In each of these scenarios, you leave behind traces that companies often aggregate and analyze using complex algorithms for various purposes that will be covered below.

Let’s start with the first possible scenario: using a smartphone. Earlier this year, Apple went under serious public scrutiny due to their actions in “Locationgate”.

Locationgate was essentially a scandal in which it was revealed that Apple iPhones had been tracking the location of users via GPS and WiFi. All this location data was stored inside an unencrypted file in the user’s phone. Apple at first denied that any of this was happening. In fact, Steve Jobs claimed in his signature brief emails that they didn’t and then proceeded to point the finger at Google’s competing Android platform. However, they eventually had to fess up and has since released a patch, claiming that the GPS tracking was to improve efficiency by caching locations and would remove it due to the aforementioned privacy concerns.

Okay, so Apple might have tracked user locations. So what?
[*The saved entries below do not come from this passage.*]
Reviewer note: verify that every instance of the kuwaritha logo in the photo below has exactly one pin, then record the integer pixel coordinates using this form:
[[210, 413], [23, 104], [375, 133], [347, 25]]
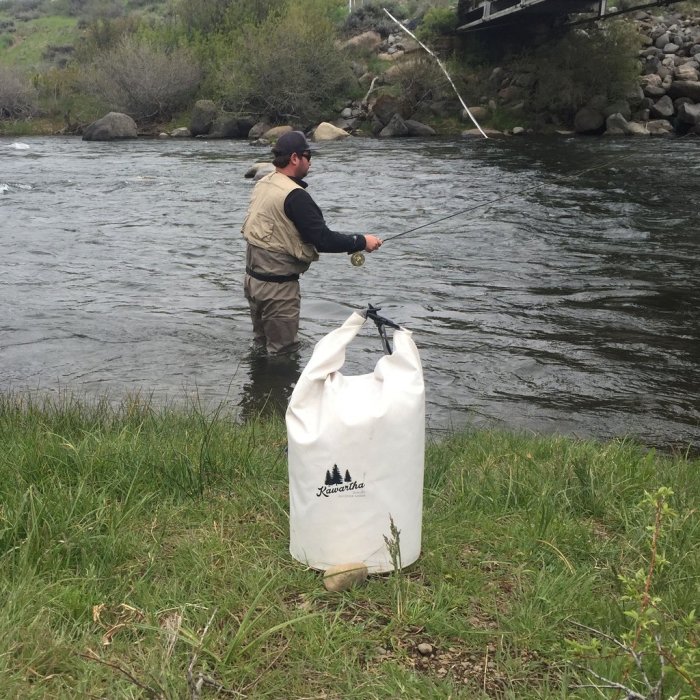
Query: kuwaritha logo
[[337, 483]]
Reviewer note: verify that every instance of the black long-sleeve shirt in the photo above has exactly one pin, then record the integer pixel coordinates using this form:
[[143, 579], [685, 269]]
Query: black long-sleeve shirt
[[306, 215]]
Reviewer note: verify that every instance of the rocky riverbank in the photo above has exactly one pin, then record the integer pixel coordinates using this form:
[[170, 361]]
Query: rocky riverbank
[[664, 101]]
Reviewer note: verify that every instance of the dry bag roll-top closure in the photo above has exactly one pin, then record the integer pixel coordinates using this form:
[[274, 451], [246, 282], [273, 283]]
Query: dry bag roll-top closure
[[356, 456]]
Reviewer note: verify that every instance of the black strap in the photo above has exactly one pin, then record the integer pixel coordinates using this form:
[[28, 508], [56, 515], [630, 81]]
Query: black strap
[[270, 278]]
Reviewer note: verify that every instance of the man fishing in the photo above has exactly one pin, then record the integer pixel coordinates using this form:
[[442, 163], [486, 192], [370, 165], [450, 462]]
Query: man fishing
[[285, 231]]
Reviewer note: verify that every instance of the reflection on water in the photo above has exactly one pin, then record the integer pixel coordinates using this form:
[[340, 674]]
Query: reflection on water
[[269, 385], [570, 304]]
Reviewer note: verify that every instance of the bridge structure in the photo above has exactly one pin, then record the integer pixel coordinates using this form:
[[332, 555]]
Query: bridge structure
[[486, 14]]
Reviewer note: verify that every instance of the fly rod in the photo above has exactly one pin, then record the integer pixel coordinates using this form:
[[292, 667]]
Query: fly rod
[[358, 259]]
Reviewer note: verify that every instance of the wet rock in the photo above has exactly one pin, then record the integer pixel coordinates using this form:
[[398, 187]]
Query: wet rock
[[203, 115], [276, 131], [111, 127], [416, 128], [327, 132], [663, 108], [396, 127], [689, 113], [258, 170], [660, 127], [588, 121]]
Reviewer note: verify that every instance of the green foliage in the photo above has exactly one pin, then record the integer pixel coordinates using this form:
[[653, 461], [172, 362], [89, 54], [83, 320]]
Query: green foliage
[[286, 68], [144, 553], [419, 83], [659, 649], [586, 63], [18, 97], [104, 34], [143, 80], [437, 22]]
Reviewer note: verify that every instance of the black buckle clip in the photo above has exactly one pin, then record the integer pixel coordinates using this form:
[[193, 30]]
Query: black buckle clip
[[381, 323]]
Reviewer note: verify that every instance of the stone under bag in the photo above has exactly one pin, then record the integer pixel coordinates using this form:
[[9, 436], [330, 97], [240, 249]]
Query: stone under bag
[[356, 455]]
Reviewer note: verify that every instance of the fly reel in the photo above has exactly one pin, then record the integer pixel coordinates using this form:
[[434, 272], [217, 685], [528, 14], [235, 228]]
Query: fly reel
[[357, 259]]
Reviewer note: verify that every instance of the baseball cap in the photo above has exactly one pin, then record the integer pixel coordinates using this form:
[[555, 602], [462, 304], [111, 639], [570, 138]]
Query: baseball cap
[[291, 142]]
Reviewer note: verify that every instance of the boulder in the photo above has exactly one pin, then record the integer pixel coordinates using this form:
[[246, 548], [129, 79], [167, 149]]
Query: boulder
[[588, 121], [416, 128], [396, 127], [689, 113], [385, 107], [112, 126], [616, 125], [660, 127], [478, 112], [637, 129], [226, 126], [662, 108], [619, 107], [685, 88], [344, 576], [276, 131], [686, 72], [257, 130], [327, 132], [203, 115]]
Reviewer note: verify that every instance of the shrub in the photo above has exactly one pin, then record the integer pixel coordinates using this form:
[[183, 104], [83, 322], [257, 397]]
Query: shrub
[[420, 82], [18, 97], [286, 68], [438, 21], [586, 63], [143, 80]]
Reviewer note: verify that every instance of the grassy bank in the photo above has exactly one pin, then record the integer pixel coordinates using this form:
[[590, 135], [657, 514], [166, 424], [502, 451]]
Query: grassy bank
[[144, 554]]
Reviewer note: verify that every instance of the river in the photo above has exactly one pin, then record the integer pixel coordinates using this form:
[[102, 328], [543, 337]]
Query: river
[[569, 304]]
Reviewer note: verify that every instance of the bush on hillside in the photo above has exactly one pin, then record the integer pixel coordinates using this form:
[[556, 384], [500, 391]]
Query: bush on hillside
[[143, 80], [18, 97], [582, 64], [420, 84], [287, 68]]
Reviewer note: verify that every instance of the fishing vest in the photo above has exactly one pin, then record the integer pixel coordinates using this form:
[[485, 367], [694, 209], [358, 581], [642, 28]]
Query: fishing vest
[[267, 226]]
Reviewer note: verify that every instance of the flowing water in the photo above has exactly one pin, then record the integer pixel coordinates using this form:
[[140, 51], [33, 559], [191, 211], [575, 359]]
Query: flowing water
[[570, 304]]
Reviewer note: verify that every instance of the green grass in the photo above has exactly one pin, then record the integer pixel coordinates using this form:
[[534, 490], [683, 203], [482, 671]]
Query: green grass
[[144, 551], [25, 47]]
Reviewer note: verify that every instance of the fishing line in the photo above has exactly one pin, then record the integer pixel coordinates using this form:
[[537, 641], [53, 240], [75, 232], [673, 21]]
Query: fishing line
[[358, 259]]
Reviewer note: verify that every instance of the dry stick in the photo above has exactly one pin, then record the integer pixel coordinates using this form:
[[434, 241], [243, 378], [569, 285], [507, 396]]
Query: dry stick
[[442, 67], [152, 692]]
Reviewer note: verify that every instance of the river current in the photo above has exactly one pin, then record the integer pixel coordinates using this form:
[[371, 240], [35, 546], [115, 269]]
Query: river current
[[562, 297]]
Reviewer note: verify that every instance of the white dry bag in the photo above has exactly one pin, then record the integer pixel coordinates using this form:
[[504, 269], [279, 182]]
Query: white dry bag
[[356, 455]]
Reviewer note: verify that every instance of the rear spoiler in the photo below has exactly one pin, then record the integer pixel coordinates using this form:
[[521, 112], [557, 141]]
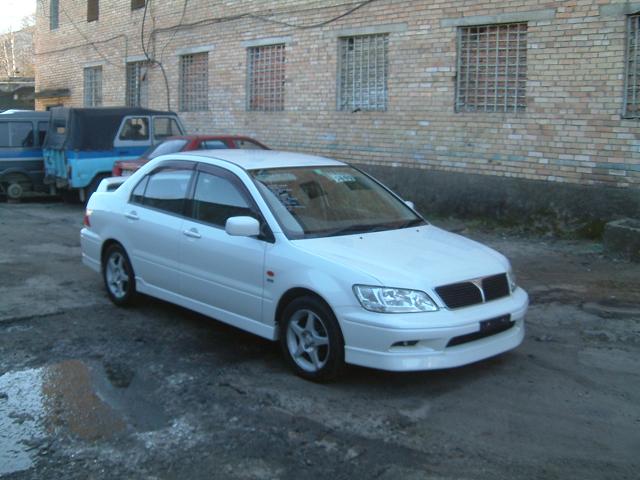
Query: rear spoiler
[[110, 184]]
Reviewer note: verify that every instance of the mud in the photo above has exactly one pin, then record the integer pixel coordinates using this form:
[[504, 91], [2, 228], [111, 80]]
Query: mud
[[88, 390]]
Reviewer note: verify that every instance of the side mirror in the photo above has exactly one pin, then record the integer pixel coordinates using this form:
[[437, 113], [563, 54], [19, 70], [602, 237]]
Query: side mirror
[[242, 227]]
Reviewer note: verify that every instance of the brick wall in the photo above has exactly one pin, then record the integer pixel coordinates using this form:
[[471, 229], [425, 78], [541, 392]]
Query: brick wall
[[571, 131]]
Even if we give Apple the benefit of the doubt and assume that they aren’t doing anything nefarious with that data, it’s easy to imagine the data being compromised by a third party – malware or spyware or a virus on the phone, in other words. We’ve certainly all heard of viruses on computers, but viruses are possible on phones as well.

Reading this with an Android, Windows, or Nokia phone feeling smug? Don’t get too comfortable. Just last week, news broke from a 25-year old coder named Trevor Eckhart that carriers included a piece of malware on a lot of phones called “Carrier IQ”. It’s a rootkit; essentially, it hides itself from the user, and has a lot of power over the phone. It was supposed to be for “troubleshooting purposes”, but there is no longer any option of opting out of its services. In practice, it slows down your phone. In theory, carriers could read your text messages and see what you search on the web.